Migrant workers who arrived back from Malaysia and Singapore wait for COVID-19 screening in Surabaya on Apr 28, 2021, before being quarantined. (File photo by=Juni Kriswanto / AFP) |
[아시아뉴스통신=레악카나 기자] JAKARTA: Indonesian President Joko Widodo and Malaysian Prime Minister Ismail Sabri Yaakob witnessed on Friday (Apr 1) the signing of an agreement to improve protection for domestic migrant workers following a meeting between the leaders in Jakarta, Reuters reported.
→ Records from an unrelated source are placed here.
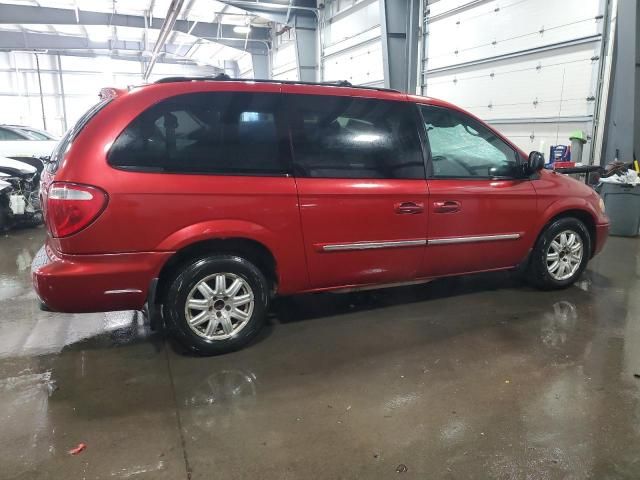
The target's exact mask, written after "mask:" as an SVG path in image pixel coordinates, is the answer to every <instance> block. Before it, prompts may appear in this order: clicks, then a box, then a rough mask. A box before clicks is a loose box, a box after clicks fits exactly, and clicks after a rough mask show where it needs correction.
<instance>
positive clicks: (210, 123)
mask: <svg viewBox="0 0 640 480" xmlns="http://www.w3.org/2000/svg"><path fill="white" fill-rule="evenodd" d="M279 104H280V95H279V94H269V93H244V92H242V93H241V92H206V93H192V94H186V95H179V96H176V97H171V98H169V99H167V100H164V101H162V102H160V103H158V104H156V105H154V106H152V107H151V108H149V109H148V110H146V111H145V112H143V113H142V114H140V115H139V116H138V117H137V118H136V119H135V120H134V121H133V122H131V124H130V125H129V126H127V128H126V129H125V130H124V131H123V132H122V134H120V136H119V137H118V139H117V140H116V141H115V142H114V144H113V147H112V148H111V151H110V152H109V163H110V164H111V165H113V166H114V167H119V168H125V169H131V170H140V171H151V172H153V171H158V172H171V173H204V174H227V175H280V174H284V173H287V171H288V163H289V162H288V157H287V152H288V149H287V147H288V146H287V141H286V136H285V135H284V134H281V132H285V133H286V126H285V125H283V124H282V121H283V120H282V115H281V114H280V108H279Z"/></svg>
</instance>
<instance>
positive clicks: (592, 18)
mask: <svg viewBox="0 0 640 480" xmlns="http://www.w3.org/2000/svg"><path fill="white" fill-rule="evenodd" d="M467 3H468V2H467ZM448 4H450V5H449V6H452V7H453V6H456V5H458V4H459V2H447V1H446V0H441V1H440V2H438V3H436V4H435V5H438V8H440V9H444V7H445V6H447V5H448ZM435 5H433V6H432V7H431V9H432V14H431V18H430V20H429V47H428V50H429V54H428V67H429V69H435V68H441V67H445V66H448V65H454V64H458V63H464V62H469V61H474V60H478V59H483V58H487V57H493V56H497V55H504V54H507V53H511V52H516V51H520V50H526V49H531V48H536V47H541V46H544V45H551V44H554V43H558V42H563V41H568V40H572V39H576V38H583V37H588V36H593V35H596V34H597V33H598V31H599V28H600V23H601V22H602V20H596V18H595V17H596V16H598V15H600V13H601V12H600V11H599V0H563V1H557V0H536V1H525V2H522V1H520V0H511V2H509V3H506V2H486V3H481V4H479V5H478V6H475V7H470V8H466V9H464V10H462V11H460V12H456V13H453V14H443V16H436V15H435V14H434V13H433V12H434V11H435V10H433V8H434V7H435ZM448 10H449V9H447V11H448ZM496 10H497V11H496ZM440 11H442V10H440ZM540 30H543V33H540Z"/></svg>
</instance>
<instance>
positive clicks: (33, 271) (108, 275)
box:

The memorandum of understanding between the Southeast Asian neighbors follows concerns about migrant worker safety after several incidents involving the abuse of Indonesian domestic workers in Malaysian households. "This MoU will ensure that every process and protection mechanism ... will be done comprehensively by all relevant parties, in accordance with the laws of the two countries," the Malaysian leader said after the agreement was signed at the state palace. The MoU aims to put in place a system designed to match Indonesian domestic workers with suitable employers, part of initiatives that also include applications designed to strengthen wage protection and complaint mechanisms.
Malaysia's labor-starved palm oil industry has for months awaited the signing of a domestic worker agreement, which is expected to pave the way for the hiring of plantation workers. With hundreds of thousands of Indonesians employed in Malaysia, many in the palm oil and construction sectors, President Widodo said he hoped the scope of the agreement could soon be expanded. According to the rights group Migrant CARE, between 100,000 and 200,000 Indonesians travel illegally to Malaysia each year for work, many of them recruited by trafficking gangs.